Ofcom’s second data-point suggests an additional factor: as digital TV penetration has increased in the UK, so has penetration of digital video recorders (DVRs) - and owners of DVRs watch more TV. Evidence from BSkyB’s Skyview panel suggests that users of DVRs watch in the region of 17% more television than their ‘linear’ counterparts.

Farncombe’s calculations (based on Ofcom’s quarterly digital TV reports), show that the number of DVRs in the UK (excluding Freesat) increased by 60% in 2008, putting DVRs in nearly a third of UK homes at the end of last year. This is no doubt contributing to the TV viewing increase noted by Ofcom.

This underlines the positive contribution on-demand consumption can make to viewing-levels increasingly under pressure in a traditional linear broadcast environment.

IMS Research: 65m homes worldwide able to watch Internet video on TV sets last year

Some interesting stats and predictions from Texas-based IMS Research in their new study Market Opportunities for Internet Video to the TV.

IMS reckons that an estimated 65 million households worldwide had the capability of viewing Internet video on their television set at the end of 2008, up 134% on 2007. The ‘vast majority’ of these were doing so via a game console or ‘proprietary device’, notes IMS, but expects that to change in the future: “it is expected that households using a PC to deliver Internet video to the TV set via a media centre PC and a media extender (or digital media adapter) will see an 85% CAGR through 2013 reaching nearly 60 million households by that time,” says the research firm.

Shane Walker, research manager and author of the study, puts that down to projected price-falls in Windows Media Centre devices, media centres in general, and extenders, with media centre costs falling by as much as 15% annually during the next five years.

After 2013, however, the story changes, as more advanced Internet TV functionality is delivered by digital TV set-top boxes. This will cause a drop in demand for media extenders, although IMS believes that for one category - media centres connected to the TV via a device other than an extender - demand will continue to grow, and they will slowly replace DVRs.

On the whole, Connected TV thinks these are reasonable scenarios, although perhaps the role of the hybrid, IP-connected set-top box is not accorded enough importance given current developments in Europe and elsewhere.

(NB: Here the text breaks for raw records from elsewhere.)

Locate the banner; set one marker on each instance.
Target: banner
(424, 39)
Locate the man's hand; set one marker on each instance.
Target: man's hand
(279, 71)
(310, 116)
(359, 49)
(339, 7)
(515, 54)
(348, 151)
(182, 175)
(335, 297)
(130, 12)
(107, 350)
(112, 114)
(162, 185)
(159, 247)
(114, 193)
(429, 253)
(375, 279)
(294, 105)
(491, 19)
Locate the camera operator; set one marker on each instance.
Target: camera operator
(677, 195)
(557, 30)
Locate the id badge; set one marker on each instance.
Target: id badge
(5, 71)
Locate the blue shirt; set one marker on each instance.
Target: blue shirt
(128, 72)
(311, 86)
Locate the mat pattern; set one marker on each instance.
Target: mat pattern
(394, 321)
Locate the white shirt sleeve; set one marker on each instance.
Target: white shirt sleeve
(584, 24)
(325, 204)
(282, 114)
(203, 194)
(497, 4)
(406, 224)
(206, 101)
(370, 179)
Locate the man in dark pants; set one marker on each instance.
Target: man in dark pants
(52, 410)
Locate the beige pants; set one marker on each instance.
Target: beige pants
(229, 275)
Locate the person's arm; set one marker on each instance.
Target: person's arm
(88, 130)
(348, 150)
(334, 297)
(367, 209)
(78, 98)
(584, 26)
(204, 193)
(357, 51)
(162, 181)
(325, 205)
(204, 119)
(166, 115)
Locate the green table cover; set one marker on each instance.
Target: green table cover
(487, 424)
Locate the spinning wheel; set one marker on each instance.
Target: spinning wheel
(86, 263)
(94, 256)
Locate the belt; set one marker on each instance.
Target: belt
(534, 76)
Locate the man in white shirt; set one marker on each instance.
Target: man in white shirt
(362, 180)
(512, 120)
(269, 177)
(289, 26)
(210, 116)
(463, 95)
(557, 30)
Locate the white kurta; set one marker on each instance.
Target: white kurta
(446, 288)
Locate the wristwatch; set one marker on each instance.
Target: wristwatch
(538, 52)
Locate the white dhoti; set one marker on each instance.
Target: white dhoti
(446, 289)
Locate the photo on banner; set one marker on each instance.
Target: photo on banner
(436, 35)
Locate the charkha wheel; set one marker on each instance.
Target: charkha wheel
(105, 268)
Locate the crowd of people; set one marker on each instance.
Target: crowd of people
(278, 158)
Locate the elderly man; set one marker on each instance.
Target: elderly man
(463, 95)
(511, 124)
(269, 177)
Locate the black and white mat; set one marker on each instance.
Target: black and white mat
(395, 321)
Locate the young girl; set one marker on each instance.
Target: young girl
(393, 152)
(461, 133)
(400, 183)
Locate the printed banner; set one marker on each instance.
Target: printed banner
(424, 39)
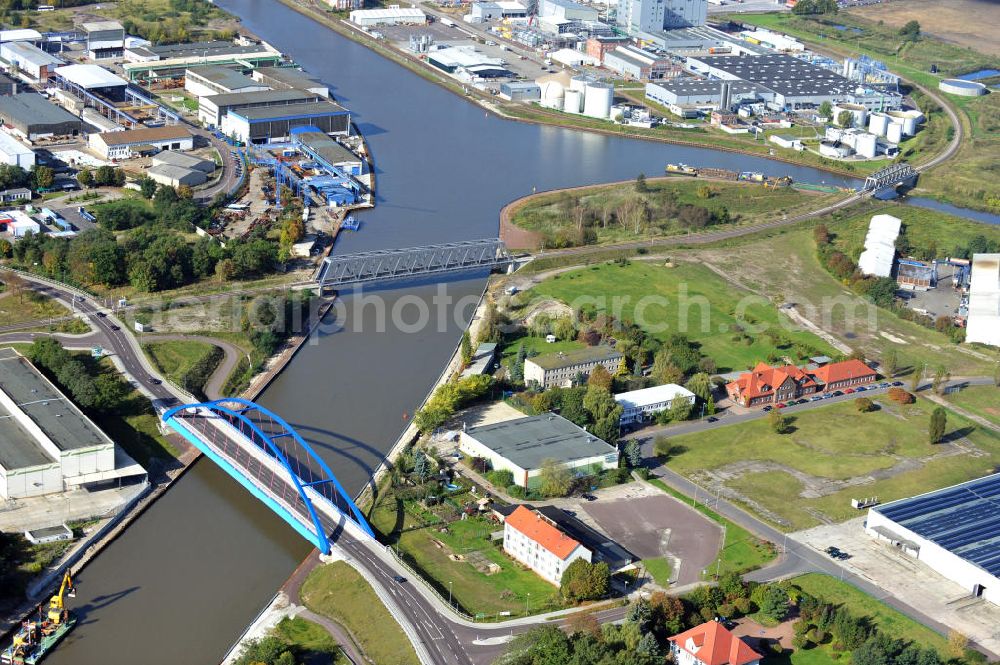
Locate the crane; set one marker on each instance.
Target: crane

Hybrid DTT STBs should arrive in the UK in quantity next year, and there are already substantial numbers of STBs in the UK with at least theoretical broadband capability - namely the later BSkyB PVRs and current Freesat boxes.

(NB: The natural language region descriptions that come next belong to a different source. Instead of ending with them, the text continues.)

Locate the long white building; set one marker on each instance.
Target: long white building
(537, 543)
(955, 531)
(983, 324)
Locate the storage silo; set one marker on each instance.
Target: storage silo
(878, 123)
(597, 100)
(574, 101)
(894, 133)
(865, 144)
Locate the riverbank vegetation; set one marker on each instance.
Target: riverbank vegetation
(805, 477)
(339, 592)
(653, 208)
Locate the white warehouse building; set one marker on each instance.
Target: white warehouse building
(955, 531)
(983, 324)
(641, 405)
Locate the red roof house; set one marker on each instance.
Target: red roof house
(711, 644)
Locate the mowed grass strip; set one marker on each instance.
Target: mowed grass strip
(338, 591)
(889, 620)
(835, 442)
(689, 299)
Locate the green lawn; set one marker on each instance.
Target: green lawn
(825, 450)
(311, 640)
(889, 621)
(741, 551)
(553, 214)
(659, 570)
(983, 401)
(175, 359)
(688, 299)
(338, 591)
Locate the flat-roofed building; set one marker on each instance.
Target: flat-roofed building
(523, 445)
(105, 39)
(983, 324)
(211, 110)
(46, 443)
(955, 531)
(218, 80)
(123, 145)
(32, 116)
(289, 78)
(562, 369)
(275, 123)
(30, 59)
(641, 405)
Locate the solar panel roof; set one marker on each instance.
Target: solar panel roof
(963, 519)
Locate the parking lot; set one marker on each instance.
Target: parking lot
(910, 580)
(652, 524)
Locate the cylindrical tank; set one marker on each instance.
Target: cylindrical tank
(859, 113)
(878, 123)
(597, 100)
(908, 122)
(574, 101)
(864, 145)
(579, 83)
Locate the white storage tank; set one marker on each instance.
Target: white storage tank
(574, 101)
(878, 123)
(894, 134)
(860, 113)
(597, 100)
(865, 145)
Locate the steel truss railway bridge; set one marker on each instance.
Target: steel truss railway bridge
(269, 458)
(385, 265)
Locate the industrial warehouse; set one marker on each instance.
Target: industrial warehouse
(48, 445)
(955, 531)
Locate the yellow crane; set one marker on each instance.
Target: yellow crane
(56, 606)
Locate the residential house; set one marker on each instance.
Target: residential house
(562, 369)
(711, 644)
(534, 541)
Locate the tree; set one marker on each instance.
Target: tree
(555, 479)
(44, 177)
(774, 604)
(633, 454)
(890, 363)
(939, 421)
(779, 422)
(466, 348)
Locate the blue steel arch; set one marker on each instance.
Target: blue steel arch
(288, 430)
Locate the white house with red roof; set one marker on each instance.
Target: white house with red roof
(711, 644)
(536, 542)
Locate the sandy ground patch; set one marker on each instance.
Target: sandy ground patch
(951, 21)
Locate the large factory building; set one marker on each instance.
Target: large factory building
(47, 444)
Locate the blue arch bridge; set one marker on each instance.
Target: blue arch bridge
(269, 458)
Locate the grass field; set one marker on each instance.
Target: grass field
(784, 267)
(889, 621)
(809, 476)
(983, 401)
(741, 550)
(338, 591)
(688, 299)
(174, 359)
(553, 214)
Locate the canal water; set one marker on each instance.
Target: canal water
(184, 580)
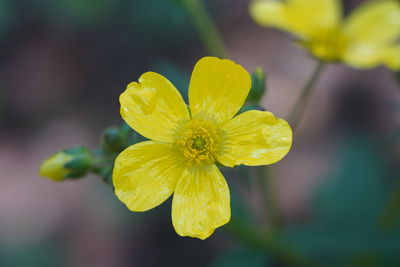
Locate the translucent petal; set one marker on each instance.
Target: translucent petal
(218, 89)
(153, 107)
(375, 22)
(145, 175)
(254, 138)
(364, 55)
(308, 19)
(201, 202)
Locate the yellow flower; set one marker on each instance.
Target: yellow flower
(187, 143)
(367, 38)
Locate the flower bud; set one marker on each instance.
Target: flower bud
(258, 87)
(68, 163)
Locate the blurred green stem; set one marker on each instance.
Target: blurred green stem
(298, 109)
(271, 244)
(206, 27)
(270, 203)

It is true, however, that the notion of offering the full panoply of Internet-based, over-the-top video services to the TV through a set-top box is fraught with practical and technical difficulties, so if IMS is talking about that type of advanced capability (rather than a walled garden that might, for example, only offer one or two services such as the BBC’s iPlayer), a 2013 timeline may not be that unreasonable.

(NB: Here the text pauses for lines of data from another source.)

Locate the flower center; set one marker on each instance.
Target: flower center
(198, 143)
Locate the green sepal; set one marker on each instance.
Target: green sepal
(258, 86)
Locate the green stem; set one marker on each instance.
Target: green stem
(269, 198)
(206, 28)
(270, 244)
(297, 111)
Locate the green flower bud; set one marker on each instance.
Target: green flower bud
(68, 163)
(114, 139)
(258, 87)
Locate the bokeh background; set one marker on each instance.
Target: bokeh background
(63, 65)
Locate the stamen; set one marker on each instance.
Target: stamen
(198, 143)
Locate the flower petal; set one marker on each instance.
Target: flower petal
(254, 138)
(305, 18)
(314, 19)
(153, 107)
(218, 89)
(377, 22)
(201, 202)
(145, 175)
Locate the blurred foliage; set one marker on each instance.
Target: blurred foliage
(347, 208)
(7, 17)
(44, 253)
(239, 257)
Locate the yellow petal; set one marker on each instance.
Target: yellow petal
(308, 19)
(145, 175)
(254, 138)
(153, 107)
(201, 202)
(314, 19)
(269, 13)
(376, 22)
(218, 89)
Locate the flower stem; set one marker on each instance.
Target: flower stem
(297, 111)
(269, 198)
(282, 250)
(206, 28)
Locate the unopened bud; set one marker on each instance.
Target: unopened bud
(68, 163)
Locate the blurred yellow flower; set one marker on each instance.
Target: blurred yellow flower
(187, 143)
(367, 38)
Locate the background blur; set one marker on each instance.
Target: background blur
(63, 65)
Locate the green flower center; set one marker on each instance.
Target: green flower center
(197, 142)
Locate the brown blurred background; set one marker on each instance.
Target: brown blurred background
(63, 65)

Also, the idea that the TV-connected media centre might eventually replace the PVR in this type of environment is not that implausible. By the time you have added a hard drive, IP capability and home networking features to a set-top box, what you have is pretty close to a PC-derived media centre - so why reinvent the wheel? That is likely to be one of the central battlegrounds between traditional pay-TV operators and the ‘over-the-top’ video providers in the coming years.